Principal component analysis (A) of transcriptomes in ovary control (OC, blue), ovary PNX-14 treated (OT, purple), hypothalamus control (HC, red) and hypothalamus PNX-14 treated (HT, green) samples. (B) Heat map of 36 differentially expressed genes (false discovery rate < 0.05) across both tissues, organized by genes (rows) and samples (columns). Gene names and individual sample IDs are provided on the right and bottom, respectively. Red colors indicate positive log2 fold changes in expression, while blue indicates negative changes. Unknown genes are labeled with their respective gene IDs identified in the Ensembl puffer genome (TETRAODON 8.0). (C) Total differentially expressed genes (P < 0.05) or (D) pathways with percentages (%) in the PNX-14 treatment in ovary (blue) and hypothalamus (red) transcriptomes, with shared entries across both transcriptomes identified in the middle (purple).

Figure 2

RNA-seq normalized count data (first column), relative mRNA expression in qPCR normalized to eef1a (second column), and linear regression analyses (third column) of selected ovary [(A) srl, isr2a, and acta1] and hypothalamus genes [(B) dkk3a, dpydb, and tgfb3]. Each bar represents the mean ± standard error and significance was assessed at P < 0.05. P adjusted (adj.) refers to the multiple test correction in RNA-seq differential expression analyses (false discovery rate < 0.05).
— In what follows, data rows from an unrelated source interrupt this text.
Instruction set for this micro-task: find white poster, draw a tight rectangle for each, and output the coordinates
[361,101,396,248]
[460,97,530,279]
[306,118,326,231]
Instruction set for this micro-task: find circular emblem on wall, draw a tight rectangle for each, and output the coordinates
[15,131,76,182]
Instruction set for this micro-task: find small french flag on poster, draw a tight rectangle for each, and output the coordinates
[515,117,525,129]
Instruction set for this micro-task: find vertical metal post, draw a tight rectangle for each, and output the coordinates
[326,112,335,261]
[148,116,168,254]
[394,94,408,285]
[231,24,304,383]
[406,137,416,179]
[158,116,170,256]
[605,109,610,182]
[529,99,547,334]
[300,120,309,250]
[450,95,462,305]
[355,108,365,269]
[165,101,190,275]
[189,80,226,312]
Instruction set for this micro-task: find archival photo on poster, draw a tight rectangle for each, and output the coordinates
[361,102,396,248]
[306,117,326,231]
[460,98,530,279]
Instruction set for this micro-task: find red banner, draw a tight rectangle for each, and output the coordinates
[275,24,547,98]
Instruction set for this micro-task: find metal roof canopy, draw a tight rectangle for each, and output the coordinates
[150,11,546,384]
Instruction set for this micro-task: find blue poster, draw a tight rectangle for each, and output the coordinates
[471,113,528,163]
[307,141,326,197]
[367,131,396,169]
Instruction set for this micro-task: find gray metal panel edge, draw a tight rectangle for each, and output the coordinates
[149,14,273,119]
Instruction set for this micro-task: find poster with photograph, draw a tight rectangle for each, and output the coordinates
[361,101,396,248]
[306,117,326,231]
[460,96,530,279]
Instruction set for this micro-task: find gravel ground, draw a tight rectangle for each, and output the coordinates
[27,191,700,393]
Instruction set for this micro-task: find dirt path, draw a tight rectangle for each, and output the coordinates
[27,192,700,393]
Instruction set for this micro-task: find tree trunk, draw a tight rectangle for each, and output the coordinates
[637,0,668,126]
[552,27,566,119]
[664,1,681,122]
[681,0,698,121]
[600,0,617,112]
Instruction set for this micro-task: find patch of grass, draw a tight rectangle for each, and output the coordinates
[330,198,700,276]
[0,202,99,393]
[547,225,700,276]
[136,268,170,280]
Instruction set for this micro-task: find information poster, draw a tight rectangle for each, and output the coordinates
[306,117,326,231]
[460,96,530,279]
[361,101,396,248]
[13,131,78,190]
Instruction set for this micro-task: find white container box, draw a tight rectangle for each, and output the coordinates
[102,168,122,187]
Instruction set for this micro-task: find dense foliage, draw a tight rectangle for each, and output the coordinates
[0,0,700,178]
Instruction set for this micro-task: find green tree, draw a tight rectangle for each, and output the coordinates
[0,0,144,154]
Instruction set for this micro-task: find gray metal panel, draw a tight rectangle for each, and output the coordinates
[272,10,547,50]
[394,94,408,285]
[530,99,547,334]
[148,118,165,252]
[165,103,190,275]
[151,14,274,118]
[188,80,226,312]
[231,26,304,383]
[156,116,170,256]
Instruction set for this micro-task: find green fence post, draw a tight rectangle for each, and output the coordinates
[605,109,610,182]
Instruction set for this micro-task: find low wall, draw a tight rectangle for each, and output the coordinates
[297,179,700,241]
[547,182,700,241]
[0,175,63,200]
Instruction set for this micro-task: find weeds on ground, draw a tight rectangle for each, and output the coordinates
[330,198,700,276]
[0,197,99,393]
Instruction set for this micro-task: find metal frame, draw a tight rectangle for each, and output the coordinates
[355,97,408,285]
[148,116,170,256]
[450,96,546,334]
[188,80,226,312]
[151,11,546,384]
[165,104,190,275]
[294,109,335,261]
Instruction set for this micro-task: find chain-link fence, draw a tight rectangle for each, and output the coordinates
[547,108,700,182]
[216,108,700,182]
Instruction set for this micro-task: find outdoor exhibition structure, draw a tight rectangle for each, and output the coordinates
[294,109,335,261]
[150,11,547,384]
For regression analyses, black and gray circles refer to control and PNX-14 treated samples, respectively.

Figure 3

Percent gene sets (%) in the ovary (A) and hypothalamus (B) identified as highly significant (P < 0.01 with > 50% measured entries in a pathway) following PNX treatment were manually assigned functional categories (upper graphs). Numbers above gray bars refer to the total gene set number assigned to each category. Lower graphs identify the percent of gene sets (%) with overall positive (black bars) or negative (striped) median fold changes in each category. P values refer to significant differences from an expected equal frequency of gene sets with positive and negative changes.

Figure 4

Chromosome condensation-associated network identified in the hypothalamus following PNX treatment. Red indicates an upregulated gene in the network (darker shade indicates greater log2 fold change compared to control), while blue indicates a downregulated gene. Shapes and arrows are identified in the legend to the left. This is a proposed mechanism based only on transcriptomic data.

Figure 5

Periostin (postn)-associated network identified in the ovary following PNX treatment. Red indicates an upregulated gene in the network (darker shade indicates greater log2 fold change compared to control), while blue indicates a downregulated gene. Shapes and arrows are identified in the legend to the left. This is a proposed mechanism based only on transcriptomic data.

Figure 6

Relative mRNA expression normalized to eef1a of six steroid-associated liver genes (vtgab, vtgc, shbg, esr1, esr2a, and esr2b) in control and PNX-treated puffers. Each bar represents the mean ± standard error, and significance was assessed at P < 0.05.

Figure 7

Blood plasma concentrations (ng/μl plasma) of six steroids (P4, progesterone; 17OHP, 17-hydroxyprogesterone; CORT, corticosterone; F, cortisol; T, testosterone; 11-KT, 11-ketotestosterone). Each bar represents the mean ± standard error and the asterisk indicates significance (P = 0.049).